Lotti had sent the guys to the ranch and the ladies to the nursery. Everyone came back wet but the men had three frozen pizzas, a package of bacon, and the makings for tacos. Lotti slid a worried look to Pru on the items but she seemed on board.
“I know some people are all about live, laugh, love,” Pru said. “But I’m all about pizza, bacon, and tacos.”
During the cleaning and straightening and planning melee, Lotti’s mom called to check on her since she’d seen the weather on the news. Lotti had told her she was fine, she still had guests and was working.
Her mom had paused. “Anyone single and gainfully employed and worth going for?”
Lotti had rolled her eyes and then rushed her off the phone before being dragged into that conversation, because her mom had nothing on the CIA. She could sniff out a secret from five thousand miles no problem.
Not ten minutes later, Lotti’s phone buzzed an incoming text from her cousin Garrett.
Garrett: You didn’t get to Cabo.
Lotti: Mom’s such a tattletale. Weather’s bad.
Garrett: She didn’t say anything about the weather. She had hopes you were with a guy.

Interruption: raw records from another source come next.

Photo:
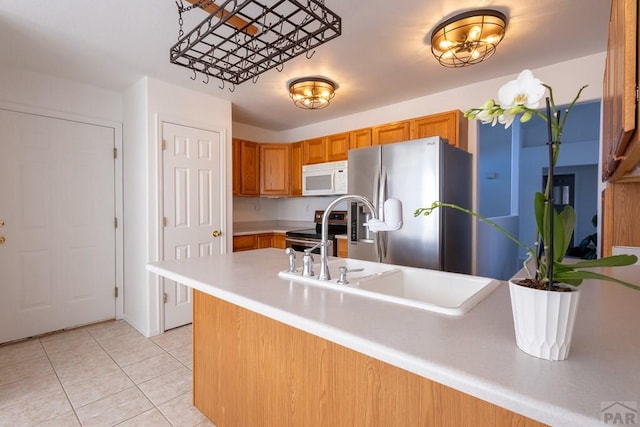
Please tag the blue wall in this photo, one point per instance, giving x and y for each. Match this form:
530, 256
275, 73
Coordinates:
578, 155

Lotti: Is there a point to this conversation?
Garrett: Just remember, if his name starts with A-Z, he’s likely to ruin your life. You were warned.
Lotti had to laugh, but she put her phone away and her family out of her mind. That night, they all shared the pizzas, saving the bacon for the morning and the tacos for the wedding feast. Afterward, everyone went to bed early.